Se realizan una serie de pasos en cada parte, lo mismo para RC que para lateralidades y protusiva:
o Montaje y ajuste de las excéntricas. Primero tallado en el articulador y luego en boca (cuando vamos tallando en el articulador se va apuntando para hacerlo de igual manera en boca). Tallar los modelos en escayola (no tocar más de 8 o 10 puntos y el espacio a tocar pequeño, porque si son muchos puntos luego es difícil de hacer en boca) y luego a boca.
o MI-OC: conseguir oclusión céntrica, preservar curvas.
o Hay reglas nemotécnicas para tallar. En dientes anteriores: entre borde incisal inferior y palatino superior.
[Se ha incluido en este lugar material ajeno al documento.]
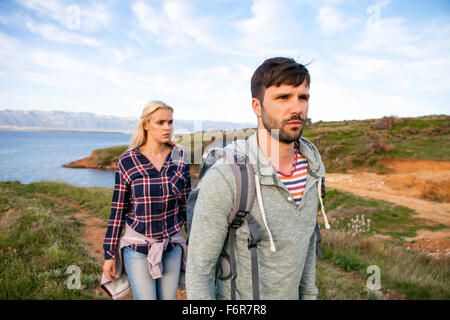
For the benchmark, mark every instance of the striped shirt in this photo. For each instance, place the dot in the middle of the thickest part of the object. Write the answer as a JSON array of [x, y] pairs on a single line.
[[151, 202], [295, 181]]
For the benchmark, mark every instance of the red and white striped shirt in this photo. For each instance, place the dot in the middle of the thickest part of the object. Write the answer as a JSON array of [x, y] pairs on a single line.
[[295, 182]]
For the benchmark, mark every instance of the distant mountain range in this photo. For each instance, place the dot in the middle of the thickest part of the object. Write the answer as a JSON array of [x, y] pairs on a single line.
[[90, 121]]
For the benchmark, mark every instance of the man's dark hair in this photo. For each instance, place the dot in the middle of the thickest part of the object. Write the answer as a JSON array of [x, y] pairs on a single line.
[[278, 71]]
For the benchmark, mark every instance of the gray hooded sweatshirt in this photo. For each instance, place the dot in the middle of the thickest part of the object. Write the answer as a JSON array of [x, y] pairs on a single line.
[[286, 252]]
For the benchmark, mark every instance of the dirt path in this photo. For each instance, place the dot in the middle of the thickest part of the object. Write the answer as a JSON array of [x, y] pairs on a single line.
[[414, 184]]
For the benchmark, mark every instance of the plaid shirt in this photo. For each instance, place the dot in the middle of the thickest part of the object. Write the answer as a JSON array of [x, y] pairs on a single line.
[[151, 202]]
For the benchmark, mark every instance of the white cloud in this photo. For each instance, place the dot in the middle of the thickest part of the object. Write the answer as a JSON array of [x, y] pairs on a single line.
[[88, 18], [53, 33], [174, 24], [332, 21], [122, 55], [264, 31], [390, 35]]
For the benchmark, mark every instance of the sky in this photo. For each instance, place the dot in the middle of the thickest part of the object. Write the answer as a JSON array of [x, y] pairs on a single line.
[[367, 59]]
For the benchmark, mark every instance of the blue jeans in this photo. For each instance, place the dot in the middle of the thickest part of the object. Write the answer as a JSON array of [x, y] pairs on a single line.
[[144, 287]]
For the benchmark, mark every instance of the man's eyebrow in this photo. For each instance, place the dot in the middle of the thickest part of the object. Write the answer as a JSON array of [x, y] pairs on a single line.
[[305, 95]]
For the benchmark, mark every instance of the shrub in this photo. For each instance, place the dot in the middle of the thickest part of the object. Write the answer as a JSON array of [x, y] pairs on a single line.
[[384, 123]]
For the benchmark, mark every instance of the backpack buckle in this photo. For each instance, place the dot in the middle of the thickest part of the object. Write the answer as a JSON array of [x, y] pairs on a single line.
[[251, 243], [238, 219]]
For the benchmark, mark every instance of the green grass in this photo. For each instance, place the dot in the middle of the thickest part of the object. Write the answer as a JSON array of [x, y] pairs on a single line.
[[95, 199], [385, 218], [410, 274], [343, 145], [39, 240]]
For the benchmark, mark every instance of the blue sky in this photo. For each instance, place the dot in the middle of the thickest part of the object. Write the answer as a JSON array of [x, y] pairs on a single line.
[[368, 58]]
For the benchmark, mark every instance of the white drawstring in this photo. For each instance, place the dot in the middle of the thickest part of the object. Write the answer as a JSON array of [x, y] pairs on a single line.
[[319, 190], [261, 208]]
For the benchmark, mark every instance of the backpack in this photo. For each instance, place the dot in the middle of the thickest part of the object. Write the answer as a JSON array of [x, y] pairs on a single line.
[[245, 195]]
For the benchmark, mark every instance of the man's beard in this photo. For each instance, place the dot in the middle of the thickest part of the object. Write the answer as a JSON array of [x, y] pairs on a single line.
[[277, 129]]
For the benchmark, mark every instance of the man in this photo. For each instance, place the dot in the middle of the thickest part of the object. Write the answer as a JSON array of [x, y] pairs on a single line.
[[288, 168]]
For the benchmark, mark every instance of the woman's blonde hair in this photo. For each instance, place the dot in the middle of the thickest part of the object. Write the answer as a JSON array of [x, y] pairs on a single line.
[[140, 135]]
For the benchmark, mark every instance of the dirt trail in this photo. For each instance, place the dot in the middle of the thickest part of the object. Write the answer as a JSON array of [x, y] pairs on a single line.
[[414, 184]]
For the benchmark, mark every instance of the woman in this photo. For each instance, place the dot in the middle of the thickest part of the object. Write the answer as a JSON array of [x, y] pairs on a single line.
[[151, 189]]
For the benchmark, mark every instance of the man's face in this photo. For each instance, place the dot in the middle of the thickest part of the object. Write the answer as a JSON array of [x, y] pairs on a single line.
[[285, 108]]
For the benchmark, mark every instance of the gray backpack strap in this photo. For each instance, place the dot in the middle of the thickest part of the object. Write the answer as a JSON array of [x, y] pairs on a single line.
[[317, 230], [245, 194], [255, 237], [318, 242]]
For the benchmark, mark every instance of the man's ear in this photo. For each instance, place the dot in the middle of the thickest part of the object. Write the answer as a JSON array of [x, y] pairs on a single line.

Una vez estabilizado en céntrica hacemos las excéntricas, es decir, interferencias.
o A partir de ahí volvemos a tallar en lateralidades y protusivas.

Para ir de RC a MI:
• Deslizamiento anterosuperior  para ir de RC a MI se va hacia delante.
• Deslizamiento lateral  anterior-derecho o anterior-izquierdo.

Rehabilitaciones completas
Puede ser (también combinación de los 3):
• Tratamiento ortodóncico: cuando podemos evitar el tratamiento protésico (siempre que podemos ortodóncico porque es mucho más conservador). Muchas veces en combinación con tratamiento quirúrgico y protésico.

• Tratamiento quirúrgico:
o En graves anomalías esqueléticas.
o A veces en combinación con los otros dos tratamientos.

• Tratamiento protésico. Indicaciones:
o Tratamiento de disfunciones: sólo cuando sepamos la causa primaria.
o Zonas edéntulas.
o Restablecer DV.
o Reconstrucción de guías anteriores.
o En patologías periodontales.
o Objetivos: restauraciones funcionales y estéticas.

Sistemática:
• Tratamientos previos: PD, conservadores, articulares.
• Una vez paciente sano y asintomático empezamos con tratamiento rehabilitador: impresiones, modelos, montaje, transferencias, ajuste, determinar la DV, determinar factores estéticos en la arcada superior, encerado, confección de provisionales (curvas de Spee y Wilson, guías canina o función de grupo, axialización de cargas).

Las rehabilitaciones totales las vamos a realizar siguiendo una secuencia:
• Tallando ambas arcadas: para evitar el desgaste de la antagonista.
• Normalmente se hace primero superior y luego de posterior a anterior.

No siempre aumentamos DV (también se puede disminuir). Va a depender de la capacidad de acomodamiento de cada paciente. Esta DV varía con la edad, como todo en el cuerpo humano no es exacta, tiene un rango en el que podemos movernos.